I want to tell you a story about a man who I think is one of the most underappreciated people in the history of technology. Not because he invented a machine that changed the world, but because he’s given us a way of thinking about the future that may save us all.
Roy Amara was born in Boston in 1925. After graduating high school in 1942 he cut his engineering course short to serve in the US Navy during the Second World War. With the war over and having been honourably discharged, he finished his studies at MIT and completed a post-grad at Harvard, but his time in the Pacific Fleet had led to a love affair with California. It was this that led him, like many pioneers, to move west to find his destiny.
After a short stint as a high-school teacher, Amara joined the Stanford Research Institute (SRI), founded in 1946 as a non-profit think-tank set up as an R&D lab looking at the huge influx of new technologies that emerged in the wake of the war.

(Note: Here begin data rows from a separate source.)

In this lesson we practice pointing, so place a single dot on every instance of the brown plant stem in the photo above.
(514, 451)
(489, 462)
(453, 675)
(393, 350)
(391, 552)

He spent 18 years at the SRI, which in that time invented the (computer) mouse, the idea of videoconferencing, and became one of the first nodes connected to ARPANET – the proto-internet developed to connect scientists and researchers across America.
By the late 1960s, it was clear that the world was struggling to keep-up with the pace of technological change. Society at large was becoming fearful of the direction that advancements and science and technology were taking us. From the mutually assured destruction of nuclear weapons and the close connection between technological advances and war, to conservative dismay at the sexual revolution sparked by the invention of the contraceptive pill. The latter half of the decade marked the end of a period of unabashed enthusiasm for science and technology, despite being capped by one of humankind’s greatest achievements.
It was at this time that Amara and a group of his contemporaries reasoned that fear is a natural reaction when our environment changes around us faster than we are able to adjust to it, and that when we’re afraid, we are at risk of adapting in destructive ways. Their belief was that the most effective way to prevent this was to give us the tools to plan for it, but to do that, we have to find a way to look into the future and try to work out where we’re going.